Materials and Methods 25 patients (60.0±10.0 years, 172.5±13.8 cm, 79.5±13.8 kg, 89.8±72.6 months post-stroke) took part in this crossover study. The intervention and control periods comprised 12 weeks each. Training with the robotic ball was done in addition to standard therapy two times a week for 45 min each. Different game activities were carried out with the help of a tablet and a smartphone.

Results Isometric grip strength improved by 4.5±3.6 kg (p=0.000), and unilateral dexterity increased by 7.5±6.3 successful tries (p=0.000) in the round block test. The self-reported disabilities of the arm, shoulder and hand were assessed using the QuickDASH questionnaire and showed improvements by 12.4±13.0 points (p=0.001).
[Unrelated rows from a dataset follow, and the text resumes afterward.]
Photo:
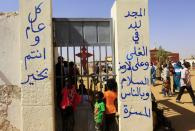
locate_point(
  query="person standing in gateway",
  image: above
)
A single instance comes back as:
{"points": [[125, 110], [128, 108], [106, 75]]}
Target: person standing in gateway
{"points": [[185, 82]]}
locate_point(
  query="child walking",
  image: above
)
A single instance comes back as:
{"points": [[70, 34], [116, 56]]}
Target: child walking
{"points": [[99, 111], [110, 97]]}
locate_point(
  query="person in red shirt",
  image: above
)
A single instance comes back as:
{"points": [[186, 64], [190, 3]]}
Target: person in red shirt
{"points": [[110, 97]]}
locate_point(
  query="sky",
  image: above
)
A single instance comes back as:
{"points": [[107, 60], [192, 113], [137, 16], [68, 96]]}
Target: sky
{"points": [[171, 21]]}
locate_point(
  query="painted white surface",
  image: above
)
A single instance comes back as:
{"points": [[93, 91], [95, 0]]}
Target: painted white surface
{"points": [[130, 19], [9, 49], [10, 62], [37, 65]]}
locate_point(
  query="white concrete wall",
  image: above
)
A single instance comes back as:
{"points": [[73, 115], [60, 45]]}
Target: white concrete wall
{"points": [[36, 65], [9, 49], [10, 98], [131, 33]]}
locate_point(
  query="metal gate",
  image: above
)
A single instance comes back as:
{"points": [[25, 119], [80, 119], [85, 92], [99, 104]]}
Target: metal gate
{"points": [[88, 44]]}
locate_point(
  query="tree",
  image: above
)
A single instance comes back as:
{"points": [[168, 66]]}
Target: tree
{"points": [[162, 56]]}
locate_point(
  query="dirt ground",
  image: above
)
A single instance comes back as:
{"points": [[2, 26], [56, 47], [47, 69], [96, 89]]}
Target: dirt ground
{"points": [[182, 116]]}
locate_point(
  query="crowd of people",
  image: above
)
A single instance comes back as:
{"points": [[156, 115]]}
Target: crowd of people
{"points": [[181, 79], [68, 96]]}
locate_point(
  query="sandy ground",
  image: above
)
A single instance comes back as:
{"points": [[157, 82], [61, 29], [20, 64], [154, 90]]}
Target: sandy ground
{"points": [[182, 116]]}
Conclusions Additional therapy using the robotic ball improved upper extremity motor function and self-perceived health status in chronic stroke patients. However, performance stagnated when standard therapy was implemented alone. Moderately affected patients seem to benefit the most. The presence of very severe motor or cognitive symptoms led, in part, to some dropouts. The results need to be verified using larger patient populations.